How to Change a Female's Last Name in New York

by Terry Masters

New York law allows any resident of the state to change her name for any reason other than to defraud people. Women can make a name change official by using the New York marriage license application, in situations where the change is part of the marriage process, or by filing a name change petition with a civil court in a New York district.

Marriage

A woman who lives in New York can change her last name at the time she submits a marriage license application. The application has a name change section that allows a woman to pick one of four last name iterations. She can choose to adopt the surname of her spouse in place of her own last name; a hyphenated last name that combines her complete last name with the complete surname of her spouse; a last name that combines portions of the surnames of her and her spouse; or any former surname of either spouse.
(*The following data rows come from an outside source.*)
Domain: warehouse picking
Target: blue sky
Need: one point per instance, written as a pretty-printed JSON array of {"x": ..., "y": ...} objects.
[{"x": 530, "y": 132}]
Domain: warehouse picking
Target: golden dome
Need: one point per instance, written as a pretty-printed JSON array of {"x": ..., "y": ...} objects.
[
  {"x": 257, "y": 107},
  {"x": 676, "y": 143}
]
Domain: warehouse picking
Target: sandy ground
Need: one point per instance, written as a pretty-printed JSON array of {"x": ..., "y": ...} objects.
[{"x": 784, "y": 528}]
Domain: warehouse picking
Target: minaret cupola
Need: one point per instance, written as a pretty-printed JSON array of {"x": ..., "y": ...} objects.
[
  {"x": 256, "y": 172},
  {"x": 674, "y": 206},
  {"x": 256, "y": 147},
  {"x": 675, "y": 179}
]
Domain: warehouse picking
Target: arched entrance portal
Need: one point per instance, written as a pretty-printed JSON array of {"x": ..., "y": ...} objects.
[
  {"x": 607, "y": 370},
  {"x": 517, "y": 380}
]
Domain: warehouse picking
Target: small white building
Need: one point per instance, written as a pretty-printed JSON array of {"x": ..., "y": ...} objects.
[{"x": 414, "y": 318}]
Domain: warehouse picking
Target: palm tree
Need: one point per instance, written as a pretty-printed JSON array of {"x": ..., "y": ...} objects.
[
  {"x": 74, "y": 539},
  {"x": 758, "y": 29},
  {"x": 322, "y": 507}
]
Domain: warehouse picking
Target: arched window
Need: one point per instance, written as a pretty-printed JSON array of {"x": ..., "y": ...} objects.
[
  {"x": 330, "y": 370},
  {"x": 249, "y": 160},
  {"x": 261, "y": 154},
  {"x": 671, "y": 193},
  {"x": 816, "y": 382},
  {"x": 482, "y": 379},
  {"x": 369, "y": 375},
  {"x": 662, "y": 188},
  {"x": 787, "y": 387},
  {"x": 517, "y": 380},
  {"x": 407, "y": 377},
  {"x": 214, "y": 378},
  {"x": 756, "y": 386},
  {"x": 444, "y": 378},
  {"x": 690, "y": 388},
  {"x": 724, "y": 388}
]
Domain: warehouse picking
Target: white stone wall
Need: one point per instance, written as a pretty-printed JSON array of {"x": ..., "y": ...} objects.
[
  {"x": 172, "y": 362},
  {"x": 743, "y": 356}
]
The marriage certificate evidencing her new last name is legal evidence of the name change. A woman cannot change her first or middle name through this process. If a mistake relating to a woman's last name is made on the marriage application or certificate, the only way to change it through the New York Marriage Bureau is by getting married again.

Petitioning the Court

To legally change a woman's name in New York, including making a change to her last name only, she must submit a petition to the civil court in any New York court district. The court provides a name change petition template that can be downloaded from the website of the New York Unified Court System and filled out. The petition must be signed and notarized, and filed with the clerk of the court, along with a certified copy of the woman's birth certificate and the applicable filing fee. If the woman has been convicted of a crime, she must also submit a certificate of disposition for each action or a rap sheet. The clerk will assign a court date. On that date, the judge reviews the application and issues a name change order. The petitioner will most likely be required to publish notice of the name change order in a newspaper of general circulation within 60 days of the order and submit proof of publication to the court within 30 days. At that point, the name change is official.

Name Changes for Minors

If a female under the age of 18 wants to change her last name in New York, she must have the permission of her parents or legal guardian. The parents or guardian must petition the court on her behalf. Unlike adults, who can change their name for any legitimate reason, the petitioners on behalf of a minor must show that the change is in the best interest of the child before a judge will issue an order.

Special Circumstances

If the woman who wants to change her name is a legal immigrant who cannot obtain a birth certificate from her country of birth, she may be able to use immigration documents in lieu of a certificate. If the woman is an undocumented immigrant, she still has standing under the law as a New York resident to change her name but will likely need a lawyer to navigate the process without endangering her status. New York courts will waive the publication requirement for any woman who can show good reason, such as in incidences of domestic violence. Submitting a copy of an order of protection to the court is typically enough evidence to waive publication. The court will also waive the filing fee if the petitioner can show financial hardship.